Letterboxd Is Functioning as the Critic Now, and That Is a Problem
Letterboxd's aggregate star rating is now the first thing most viewers see about a film, and it is quietly replacing the job criticism used to do. An argument against treating aggregation as judgement.
The average Letterboxd rating for Joker: Folie à Deux is 2.1 stars. The average rating for Megalopolis is 2.6. The average for Anyone But You is 2.9. The average for Challengers is 3.8. The average for The Brutalist is 4.2. These numbers are the first information about each film that a substantial fraction of contemporary viewers will encounter, and they are, increasingly, the last information that viewer needs before deciding whether the film is worth engaging with at all.
This is a problem. I want to describe it.
What Letterboxd actually is
Letterboxd, the platform, is excellent. Let me get this out of the way first. It is the best film-logging interface currently available. Its community is often insightful. Its feature set (lists, reviews, friend-following, watchlist management) is well-designed. The platform itself is not the problem.
The problem is what the platform’s aggregate ratings are being asked to do. Letterboxd aggregates user ratings into a single per-film star score, displayed prominently on each film’s page. The score is calculated from however many users have rated the film, with no weighting for user expertise, viewing context, or rating consistency. A fourteen-year-old who has seen three films and rated them all five stars contributes the same amount to the aggregate as a professional critic who has seen four thousand films and rates on a calibrated scale.
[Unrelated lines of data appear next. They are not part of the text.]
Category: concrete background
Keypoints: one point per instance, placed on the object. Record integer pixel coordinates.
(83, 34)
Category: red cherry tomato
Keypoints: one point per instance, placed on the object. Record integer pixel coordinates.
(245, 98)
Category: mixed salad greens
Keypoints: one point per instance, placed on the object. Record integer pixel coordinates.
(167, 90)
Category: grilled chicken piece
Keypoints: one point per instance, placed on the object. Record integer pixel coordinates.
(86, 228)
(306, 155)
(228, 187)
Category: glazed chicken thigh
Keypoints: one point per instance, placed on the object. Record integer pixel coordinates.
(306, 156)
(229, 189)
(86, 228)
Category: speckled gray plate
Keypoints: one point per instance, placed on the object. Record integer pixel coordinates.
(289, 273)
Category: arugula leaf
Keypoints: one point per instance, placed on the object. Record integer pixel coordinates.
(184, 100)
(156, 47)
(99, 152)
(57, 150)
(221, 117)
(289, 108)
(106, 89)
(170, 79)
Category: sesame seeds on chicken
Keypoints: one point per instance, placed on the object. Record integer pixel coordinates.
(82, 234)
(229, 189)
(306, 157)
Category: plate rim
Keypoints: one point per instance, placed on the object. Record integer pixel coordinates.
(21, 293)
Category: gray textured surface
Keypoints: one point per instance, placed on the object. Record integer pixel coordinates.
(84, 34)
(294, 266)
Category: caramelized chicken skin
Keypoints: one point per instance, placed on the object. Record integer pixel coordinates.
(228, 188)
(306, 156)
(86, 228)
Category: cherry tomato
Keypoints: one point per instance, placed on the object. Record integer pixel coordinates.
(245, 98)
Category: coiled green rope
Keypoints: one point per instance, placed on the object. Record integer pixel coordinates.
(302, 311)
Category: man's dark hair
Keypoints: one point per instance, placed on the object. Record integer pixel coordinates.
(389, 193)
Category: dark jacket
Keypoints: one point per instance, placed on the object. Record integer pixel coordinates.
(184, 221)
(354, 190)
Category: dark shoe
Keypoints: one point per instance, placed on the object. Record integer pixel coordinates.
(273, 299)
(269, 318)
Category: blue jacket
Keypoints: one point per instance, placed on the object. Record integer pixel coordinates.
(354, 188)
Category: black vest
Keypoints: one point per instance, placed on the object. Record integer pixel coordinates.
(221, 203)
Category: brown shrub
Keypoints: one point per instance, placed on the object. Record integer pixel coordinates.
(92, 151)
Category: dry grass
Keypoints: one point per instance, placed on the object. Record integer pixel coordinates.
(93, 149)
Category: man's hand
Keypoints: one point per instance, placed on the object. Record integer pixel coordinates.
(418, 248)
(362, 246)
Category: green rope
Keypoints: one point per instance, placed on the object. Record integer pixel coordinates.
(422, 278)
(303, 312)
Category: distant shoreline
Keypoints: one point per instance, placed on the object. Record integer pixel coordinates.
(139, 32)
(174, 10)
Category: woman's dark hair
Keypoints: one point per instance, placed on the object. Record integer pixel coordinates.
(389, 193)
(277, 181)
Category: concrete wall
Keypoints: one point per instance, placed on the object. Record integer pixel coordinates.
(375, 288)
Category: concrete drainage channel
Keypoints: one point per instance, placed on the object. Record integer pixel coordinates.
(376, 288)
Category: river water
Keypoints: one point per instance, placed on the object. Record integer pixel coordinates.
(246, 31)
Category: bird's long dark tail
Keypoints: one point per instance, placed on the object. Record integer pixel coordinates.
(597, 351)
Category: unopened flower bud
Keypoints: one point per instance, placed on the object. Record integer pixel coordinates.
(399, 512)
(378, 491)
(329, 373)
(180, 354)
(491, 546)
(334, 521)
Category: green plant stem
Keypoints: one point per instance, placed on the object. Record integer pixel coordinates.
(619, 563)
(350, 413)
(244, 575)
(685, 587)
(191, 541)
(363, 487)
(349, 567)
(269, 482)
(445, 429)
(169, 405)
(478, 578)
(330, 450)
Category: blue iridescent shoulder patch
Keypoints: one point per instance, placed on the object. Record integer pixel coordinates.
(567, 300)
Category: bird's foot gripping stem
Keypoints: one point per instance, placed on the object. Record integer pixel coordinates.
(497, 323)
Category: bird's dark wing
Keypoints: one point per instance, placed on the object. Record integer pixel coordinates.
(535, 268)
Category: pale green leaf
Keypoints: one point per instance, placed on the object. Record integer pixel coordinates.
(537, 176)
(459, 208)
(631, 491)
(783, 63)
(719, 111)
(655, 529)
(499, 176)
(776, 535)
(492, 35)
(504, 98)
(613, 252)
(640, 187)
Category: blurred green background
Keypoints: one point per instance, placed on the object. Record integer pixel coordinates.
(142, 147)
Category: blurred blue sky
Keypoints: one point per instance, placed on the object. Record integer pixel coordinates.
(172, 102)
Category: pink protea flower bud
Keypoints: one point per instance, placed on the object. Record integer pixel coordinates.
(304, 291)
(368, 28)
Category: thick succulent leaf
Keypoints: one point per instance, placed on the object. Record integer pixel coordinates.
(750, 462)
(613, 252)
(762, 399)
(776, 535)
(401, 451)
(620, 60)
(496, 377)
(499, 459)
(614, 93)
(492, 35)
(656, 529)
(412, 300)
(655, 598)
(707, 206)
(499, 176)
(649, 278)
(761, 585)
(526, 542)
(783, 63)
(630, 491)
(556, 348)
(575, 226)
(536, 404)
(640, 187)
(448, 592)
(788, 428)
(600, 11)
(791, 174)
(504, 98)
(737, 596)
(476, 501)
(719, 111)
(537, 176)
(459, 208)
This aggregation, treated as a score, is functioning as a critical judgement. Viewers consult it the way they used to consult Roger Ebert’s review, or Janet Maslin’s, or any other reasonably-trusted professional voice. The aggregate is, in contemporary film culture, replacing the specific practice of reading criticism.
What criticism does that aggregation cannot
Criticism, properly practiced, does specific things that aggregation structurally cannot do.
Criticism makes an argument. A good review does not just place the film on a quality scale. It describes what the film is attempting, whether the attempt succeeds, what the film compares to, what it might mean, what its specific choices (casting, cinematography, structure, tone) produce. The reader of criticism learns not just whether to see the film but how to see the film, what to pay attention to, what the film might be in conversation with.
Criticism rewards specific attention. A critic who has watched two thousand films, rewatched specific films, read specific film history, engaged with specific directors’ prior work, is not casting a simple thumbs-up or thumbs-down. They are bringing specific comparative knowledge to bear on a specific new work. The critic’s authority comes from the specific work they have done.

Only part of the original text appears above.